< Job 26 >
1 Then Job answered and said:
Maar Job antwoordde en zeide:
2 How hast thou helped the weak, And strengthened the feeble arm!
Hoe hebt gij geholpen dien, die zonder kracht is, en behouden den arm, die zonder sterkte is?
3 How hast thou counselled the ignorant, And revealed wisdom in fulness!
Hoe hebt gij hem geraden, die geen wijsheid heeft, en de zaak, alzo zij is, ten volle bekend gemaakt?
4 For whom hast thou uttered these words? And whose spirit spake through thee?
Aan wien hebt gij die woorden verhaald? En wiens geest is van u uitgegaan?
5 Before Him the shades tremble Beneath the waters and their inhabitants.
De doden zullen geboren worden van onder de wateren, en hun inwoners.
6 The under-world is naked before him, And destruction is without covering. (Sheol )
De hel is naakt voor Hem, en geen deksel is er voor het verderf. (Sheol )
7 He stretcheth out the north over empty space, And hangeth the earth upon nothing.
Hij breidt het noorden uit over het woeste; Hij hangt de aarde aan een niet.
8 He bindeth up the waters in his thick clouds, And the cloud is not rent under them.
Hij bindt de wateren in Zijn wolken; nochtans scheurt de wolk daaronder niet.
9 He covereth the face of his throne, And spreadeth his clouds upon it.
Hij houdt het vlakke Zijns troons vast; Hij spreidt Zijn wolk daarover.
10 He hath drawn a circular bound upon the waters, To the confines of light and darkness.
Hij heeft een gezet perk over het vlakke der wateren rondom afgetekend, tot aan de voleinding toe des lichts met de duisternis.
11 The pillars of heaven tremble And are confounded at his rebuke.
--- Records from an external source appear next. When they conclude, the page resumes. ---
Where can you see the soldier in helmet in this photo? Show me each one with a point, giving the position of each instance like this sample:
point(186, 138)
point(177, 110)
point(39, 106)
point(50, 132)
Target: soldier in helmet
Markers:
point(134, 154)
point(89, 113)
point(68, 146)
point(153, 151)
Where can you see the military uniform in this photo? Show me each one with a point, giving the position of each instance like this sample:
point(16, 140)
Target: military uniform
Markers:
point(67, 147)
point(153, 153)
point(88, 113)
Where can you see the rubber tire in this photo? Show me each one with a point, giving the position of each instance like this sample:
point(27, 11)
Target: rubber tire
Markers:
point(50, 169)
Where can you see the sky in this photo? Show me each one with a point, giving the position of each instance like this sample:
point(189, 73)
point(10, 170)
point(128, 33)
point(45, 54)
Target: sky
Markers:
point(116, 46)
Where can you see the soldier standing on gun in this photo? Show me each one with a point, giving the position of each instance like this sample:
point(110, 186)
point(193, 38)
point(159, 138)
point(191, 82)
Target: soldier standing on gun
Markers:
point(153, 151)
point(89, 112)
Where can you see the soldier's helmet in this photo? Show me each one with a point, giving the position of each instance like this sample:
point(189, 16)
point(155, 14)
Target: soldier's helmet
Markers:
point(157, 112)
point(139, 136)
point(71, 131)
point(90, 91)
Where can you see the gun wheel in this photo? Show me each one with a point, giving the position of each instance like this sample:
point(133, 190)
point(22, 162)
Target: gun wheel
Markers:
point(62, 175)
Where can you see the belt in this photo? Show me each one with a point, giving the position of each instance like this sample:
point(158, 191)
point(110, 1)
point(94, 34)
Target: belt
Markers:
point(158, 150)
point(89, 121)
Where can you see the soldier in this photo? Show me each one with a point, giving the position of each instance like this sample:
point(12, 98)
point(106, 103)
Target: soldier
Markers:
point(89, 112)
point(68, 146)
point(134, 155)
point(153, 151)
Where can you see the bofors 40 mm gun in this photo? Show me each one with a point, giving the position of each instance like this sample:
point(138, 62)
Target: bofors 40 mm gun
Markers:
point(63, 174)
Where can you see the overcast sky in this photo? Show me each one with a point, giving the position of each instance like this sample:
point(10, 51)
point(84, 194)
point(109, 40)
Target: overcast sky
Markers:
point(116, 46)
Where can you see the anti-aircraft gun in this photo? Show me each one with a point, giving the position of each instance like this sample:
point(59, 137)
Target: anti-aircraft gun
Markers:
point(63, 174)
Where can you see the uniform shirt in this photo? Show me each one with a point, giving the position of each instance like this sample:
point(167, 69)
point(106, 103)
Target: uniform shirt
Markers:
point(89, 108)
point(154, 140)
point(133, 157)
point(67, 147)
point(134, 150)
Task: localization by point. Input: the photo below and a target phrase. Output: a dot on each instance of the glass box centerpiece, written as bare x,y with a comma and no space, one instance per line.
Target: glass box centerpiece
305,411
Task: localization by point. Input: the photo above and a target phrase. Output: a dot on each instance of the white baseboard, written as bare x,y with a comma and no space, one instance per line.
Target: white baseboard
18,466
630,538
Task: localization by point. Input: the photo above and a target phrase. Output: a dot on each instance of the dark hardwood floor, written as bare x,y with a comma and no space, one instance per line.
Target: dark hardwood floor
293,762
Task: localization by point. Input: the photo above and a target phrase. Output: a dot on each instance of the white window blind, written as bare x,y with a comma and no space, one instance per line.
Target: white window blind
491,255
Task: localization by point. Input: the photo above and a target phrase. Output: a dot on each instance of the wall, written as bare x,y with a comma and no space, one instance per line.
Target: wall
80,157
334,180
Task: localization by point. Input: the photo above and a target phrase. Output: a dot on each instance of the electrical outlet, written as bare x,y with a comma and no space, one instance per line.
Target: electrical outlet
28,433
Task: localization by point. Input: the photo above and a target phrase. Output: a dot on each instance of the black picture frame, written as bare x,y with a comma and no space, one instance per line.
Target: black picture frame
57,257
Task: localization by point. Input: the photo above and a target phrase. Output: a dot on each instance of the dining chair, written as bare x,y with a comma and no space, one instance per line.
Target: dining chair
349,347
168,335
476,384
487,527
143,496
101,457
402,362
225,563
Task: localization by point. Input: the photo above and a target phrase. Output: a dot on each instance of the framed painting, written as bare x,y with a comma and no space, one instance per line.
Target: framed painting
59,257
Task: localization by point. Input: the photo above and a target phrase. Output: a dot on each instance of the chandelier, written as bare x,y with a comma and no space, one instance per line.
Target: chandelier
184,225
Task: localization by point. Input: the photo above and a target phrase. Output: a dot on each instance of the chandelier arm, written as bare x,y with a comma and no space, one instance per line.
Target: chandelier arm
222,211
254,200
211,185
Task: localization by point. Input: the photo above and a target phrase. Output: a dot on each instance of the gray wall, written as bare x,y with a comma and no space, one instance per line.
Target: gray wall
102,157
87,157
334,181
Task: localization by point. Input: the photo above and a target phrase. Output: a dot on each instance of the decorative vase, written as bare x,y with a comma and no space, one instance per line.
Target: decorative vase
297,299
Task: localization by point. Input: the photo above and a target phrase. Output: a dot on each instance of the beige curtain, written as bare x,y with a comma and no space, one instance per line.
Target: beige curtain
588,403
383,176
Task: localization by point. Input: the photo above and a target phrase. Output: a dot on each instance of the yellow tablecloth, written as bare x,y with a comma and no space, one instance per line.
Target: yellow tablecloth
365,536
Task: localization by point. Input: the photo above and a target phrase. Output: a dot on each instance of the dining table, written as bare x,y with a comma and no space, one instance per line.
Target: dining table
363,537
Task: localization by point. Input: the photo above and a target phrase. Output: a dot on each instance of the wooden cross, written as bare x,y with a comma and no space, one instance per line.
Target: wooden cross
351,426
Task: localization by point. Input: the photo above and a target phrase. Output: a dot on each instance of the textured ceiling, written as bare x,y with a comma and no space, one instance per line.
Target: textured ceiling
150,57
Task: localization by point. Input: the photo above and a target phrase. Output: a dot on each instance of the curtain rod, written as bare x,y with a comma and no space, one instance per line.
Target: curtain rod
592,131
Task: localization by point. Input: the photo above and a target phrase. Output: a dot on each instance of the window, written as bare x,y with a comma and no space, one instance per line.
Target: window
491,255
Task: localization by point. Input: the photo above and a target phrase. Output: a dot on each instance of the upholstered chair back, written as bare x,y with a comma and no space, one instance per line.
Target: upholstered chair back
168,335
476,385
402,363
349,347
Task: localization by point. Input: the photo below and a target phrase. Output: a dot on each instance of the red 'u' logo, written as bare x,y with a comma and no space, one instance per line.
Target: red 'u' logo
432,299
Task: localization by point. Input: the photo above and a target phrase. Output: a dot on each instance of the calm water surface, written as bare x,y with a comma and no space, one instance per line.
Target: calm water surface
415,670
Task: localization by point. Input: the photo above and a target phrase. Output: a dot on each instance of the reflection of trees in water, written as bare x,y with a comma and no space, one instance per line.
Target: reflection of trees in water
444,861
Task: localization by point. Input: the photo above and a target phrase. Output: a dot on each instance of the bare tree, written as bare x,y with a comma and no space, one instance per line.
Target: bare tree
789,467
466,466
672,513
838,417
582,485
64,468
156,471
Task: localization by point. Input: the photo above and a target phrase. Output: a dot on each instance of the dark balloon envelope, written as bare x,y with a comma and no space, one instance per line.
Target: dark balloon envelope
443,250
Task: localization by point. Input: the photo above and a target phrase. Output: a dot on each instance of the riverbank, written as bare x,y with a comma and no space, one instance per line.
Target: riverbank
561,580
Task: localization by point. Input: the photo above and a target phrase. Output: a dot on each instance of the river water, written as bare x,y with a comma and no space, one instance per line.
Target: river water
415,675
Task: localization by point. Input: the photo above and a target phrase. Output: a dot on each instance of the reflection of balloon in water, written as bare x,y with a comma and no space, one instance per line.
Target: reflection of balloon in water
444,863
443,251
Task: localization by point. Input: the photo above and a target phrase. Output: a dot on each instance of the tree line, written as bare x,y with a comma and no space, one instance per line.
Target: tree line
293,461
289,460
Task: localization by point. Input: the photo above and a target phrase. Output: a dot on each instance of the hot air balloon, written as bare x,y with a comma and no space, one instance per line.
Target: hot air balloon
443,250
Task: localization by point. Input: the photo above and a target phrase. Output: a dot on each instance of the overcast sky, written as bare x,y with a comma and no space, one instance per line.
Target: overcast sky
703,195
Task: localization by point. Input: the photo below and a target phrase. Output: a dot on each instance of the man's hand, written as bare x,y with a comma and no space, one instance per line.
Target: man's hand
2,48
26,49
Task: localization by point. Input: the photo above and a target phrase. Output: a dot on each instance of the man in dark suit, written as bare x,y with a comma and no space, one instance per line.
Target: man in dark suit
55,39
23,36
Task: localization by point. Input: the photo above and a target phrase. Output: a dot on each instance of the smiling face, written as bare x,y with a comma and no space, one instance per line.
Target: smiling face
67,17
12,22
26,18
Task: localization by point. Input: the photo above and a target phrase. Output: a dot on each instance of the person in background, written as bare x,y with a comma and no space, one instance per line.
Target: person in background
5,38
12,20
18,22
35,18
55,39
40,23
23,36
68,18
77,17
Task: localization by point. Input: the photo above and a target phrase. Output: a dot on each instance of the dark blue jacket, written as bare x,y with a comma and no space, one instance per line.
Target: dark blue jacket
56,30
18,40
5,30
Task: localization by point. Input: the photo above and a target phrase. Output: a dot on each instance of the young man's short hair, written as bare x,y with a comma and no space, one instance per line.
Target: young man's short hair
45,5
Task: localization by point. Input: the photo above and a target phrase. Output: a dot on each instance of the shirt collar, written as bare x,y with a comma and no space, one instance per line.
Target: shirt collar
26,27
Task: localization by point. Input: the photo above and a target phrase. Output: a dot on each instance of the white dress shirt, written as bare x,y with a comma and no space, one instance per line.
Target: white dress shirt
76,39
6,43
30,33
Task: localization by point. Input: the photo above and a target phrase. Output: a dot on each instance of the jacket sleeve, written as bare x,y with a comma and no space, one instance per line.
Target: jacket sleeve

De pilaren des hemels sidderen, en ontzetten zich voor Zijn schelden.
12 By his power he stilleth the sea, Yea, by his wisdom he smiteth its pride.
Door Zijn kracht klieft Hij de zee, en door Zijn verstand verslaat Hij haar verheffing.
13 By his spirit he hath garnished the heavens; His hand hath formed the fleeing Serpent.
Door Zijn Geest heeft Hij de hemelen versierd; Zijn hand heeft de langwemelende slang geschapen.
14 Lo! these are but the borders of his works; How faint the whisper we have heard of him! But the thunder of his power who can understand?
Ziet, dit zijn maar uiterste einden Zijner wegen; en wat een klein stukje der zaak hebben wij van Hem gehoord? Wie zou dan den donder Zijner mogendheden verstaan?